Un quatrième aspect qui peut entrer en ligne de compte c'est le traitement du bois. Beaucoup de fabricants ont des méthodes variées – séchage à l'air, séchage au four, traitement à l'huile, micro-ondes, vapeur, trempage, et la liste continue. Certains fabricants dont j'ai parlé pensent sincèrement que leur traitement améliore nettement le procédé de sablage tandis que d'autres m'ont dit qu'ils ont essayé de nombreuses méthodes et qu'ils n'ont pas vu de différence. Je peux seulement indiquer ici que chaque fabricant n'excelle pas dans tous les procédés. Van Gogh ne peint pas comme Rembrandt et vice-versa.

Le dernier aspect de l'art du sablage réside dans la vérité artistique. Il est très difficile de traduire en phrases -bien que j'en ai une expérience de choix ici- mes divagations sur le sablage en Angleterre et en Italie.
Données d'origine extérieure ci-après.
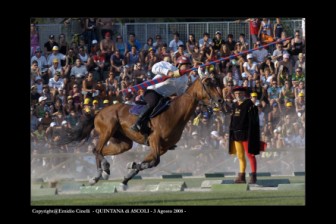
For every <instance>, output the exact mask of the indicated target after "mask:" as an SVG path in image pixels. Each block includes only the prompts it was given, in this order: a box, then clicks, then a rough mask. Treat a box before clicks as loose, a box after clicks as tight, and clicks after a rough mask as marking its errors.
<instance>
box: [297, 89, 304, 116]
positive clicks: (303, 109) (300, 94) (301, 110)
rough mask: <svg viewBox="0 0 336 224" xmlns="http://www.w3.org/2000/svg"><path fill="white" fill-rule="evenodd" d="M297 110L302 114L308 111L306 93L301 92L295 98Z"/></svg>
mask: <svg viewBox="0 0 336 224" xmlns="http://www.w3.org/2000/svg"><path fill="white" fill-rule="evenodd" d="M295 110H296V112H297V113H300V114H301V115H303V113H304V112H305V111H306V102H305V95H304V93H303V92H301V93H299V94H298V97H297V98H296V99H295Z"/></svg>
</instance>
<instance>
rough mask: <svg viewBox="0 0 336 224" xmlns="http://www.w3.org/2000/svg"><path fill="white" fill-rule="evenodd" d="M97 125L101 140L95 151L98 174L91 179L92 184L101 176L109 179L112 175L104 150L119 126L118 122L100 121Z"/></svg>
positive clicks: (100, 139)
mask: <svg viewBox="0 0 336 224" xmlns="http://www.w3.org/2000/svg"><path fill="white" fill-rule="evenodd" d="M111 123H112V122H111ZM115 123H116V122H115ZM95 126H96V131H97V132H98V133H99V140H98V143H97V145H96V147H95V148H94V151H93V153H94V154H95V156H96V165H97V174H96V176H95V177H94V178H92V179H91V180H90V184H91V185H93V184H95V183H97V182H98V181H99V179H100V178H101V177H103V178H104V179H107V178H108V176H109V175H110V164H109V163H108V162H107V160H106V159H105V158H104V156H103V152H102V151H103V148H104V145H105V144H106V143H107V141H108V140H109V139H110V137H111V136H112V135H113V134H114V132H115V131H116V129H117V127H118V125H116V124H112V125H105V124H104V123H103V122H99V125H95ZM102 165H103V168H102Z"/></svg>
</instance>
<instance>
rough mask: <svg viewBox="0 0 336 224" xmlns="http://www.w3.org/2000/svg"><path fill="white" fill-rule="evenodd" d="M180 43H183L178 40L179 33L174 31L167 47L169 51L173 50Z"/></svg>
mask: <svg viewBox="0 0 336 224" xmlns="http://www.w3.org/2000/svg"><path fill="white" fill-rule="evenodd" d="M180 45H183V42H182V41H181V40H180V34H179V33H178V32H175V33H174V39H173V40H172V41H170V43H169V49H170V51H171V52H175V51H177V48H178V46H180Z"/></svg>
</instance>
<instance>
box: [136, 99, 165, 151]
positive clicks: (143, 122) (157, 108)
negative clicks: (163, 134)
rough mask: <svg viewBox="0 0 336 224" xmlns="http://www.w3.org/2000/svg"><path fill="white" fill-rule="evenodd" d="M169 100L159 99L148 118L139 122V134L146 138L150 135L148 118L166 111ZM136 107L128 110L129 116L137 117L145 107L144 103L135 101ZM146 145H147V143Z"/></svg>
mask: <svg viewBox="0 0 336 224" xmlns="http://www.w3.org/2000/svg"><path fill="white" fill-rule="evenodd" d="M170 102H171V100H170V98H169V97H162V98H161V99H160V101H159V102H158V104H157V105H156V106H155V107H154V109H153V110H152V112H151V114H150V115H149V116H148V118H146V119H144V120H143V121H142V122H141V125H140V127H141V128H140V133H141V134H143V135H145V136H146V138H147V136H148V135H150V133H151V132H152V129H151V128H150V127H149V126H148V121H149V119H150V118H153V117H156V116H157V115H159V114H161V113H162V112H164V111H165V110H167V109H168V107H169V105H170ZM135 103H136V105H134V106H133V107H131V109H130V110H129V112H130V113H131V114H134V115H137V116H139V115H140V114H141V113H142V111H143V110H145V109H146V108H145V105H146V102H144V101H136V102H135ZM147 145H148V143H147Z"/></svg>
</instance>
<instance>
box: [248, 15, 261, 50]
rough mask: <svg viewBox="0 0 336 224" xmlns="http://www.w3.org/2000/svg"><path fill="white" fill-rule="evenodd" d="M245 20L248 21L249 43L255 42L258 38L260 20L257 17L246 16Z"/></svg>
mask: <svg viewBox="0 0 336 224" xmlns="http://www.w3.org/2000/svg"><path fill="white" fill-rule="evenodd" d="M245 22H249V28H250V36H251V43H253V44H255V43H256V42H257V40H258V32H259V27H260V21H259V19H258V18H248V19H246V20H245Z"/></svg>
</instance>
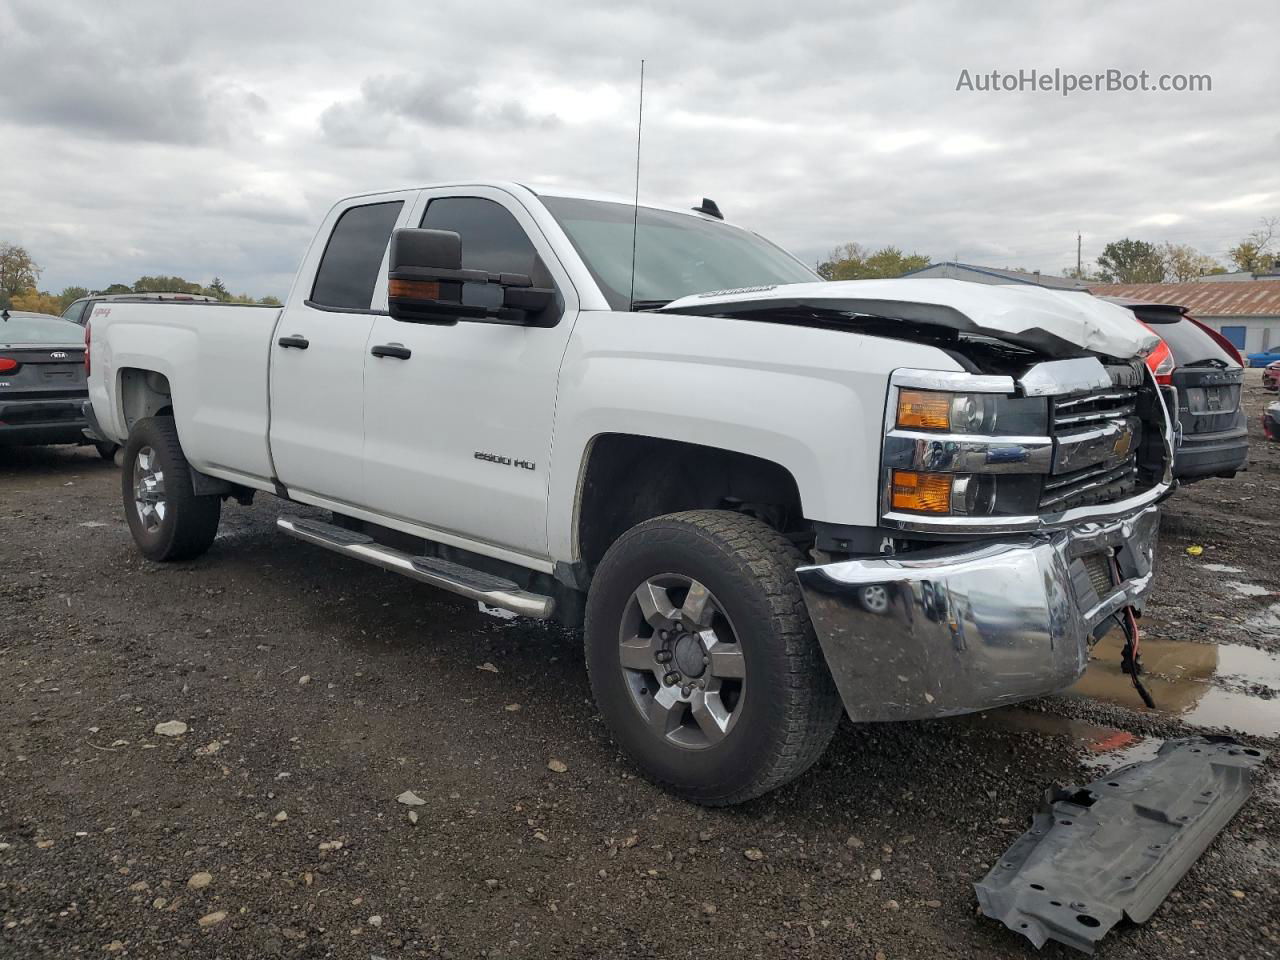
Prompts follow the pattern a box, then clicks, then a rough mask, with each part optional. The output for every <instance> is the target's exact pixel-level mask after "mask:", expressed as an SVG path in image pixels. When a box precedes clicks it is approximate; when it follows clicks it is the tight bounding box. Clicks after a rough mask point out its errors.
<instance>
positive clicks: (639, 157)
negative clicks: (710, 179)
mask: <svg viewBox="0 0 1280 960" xmlns="http://www.w3.org/2000/svg"><path fill="white" fill-rule="evenodd" d="M643 128H644V60H641V61H640V111H639V114H637V115H636V193H635V204H634V209H632V214H631V293H630V296H628V297H627V312H628V314H634V312H635V306H636V232H637V229H639V227H640V131H641V129H643Z"/></svg>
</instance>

La finition sablée est de loin ma préférée, et j'ai voulu tout apprendre sur la façon dont on la réalise. Que j'ai davantage appris ce qu'il ne faut pas faire que ce qu'on doit faire est peut-être une conclusion qui va de soi. N'importe qui ou presque peut sabler une pipe; très peu peuvent produire un magnifique sablage. Produire un tel objet extraordinaire nécessite le bon toucher avec la bonne machine utilisée à la bonne pression et utilisant les bonnes particules pour sabler la bonne bruyère ayant subi le bon traitement. Et qu'est ce qui est bon? Ca varie d'un fabricant à l'autre. C'est vous qui décidez en définitive qui est un artiste et qui est un tâcheron dans l'art du sablage.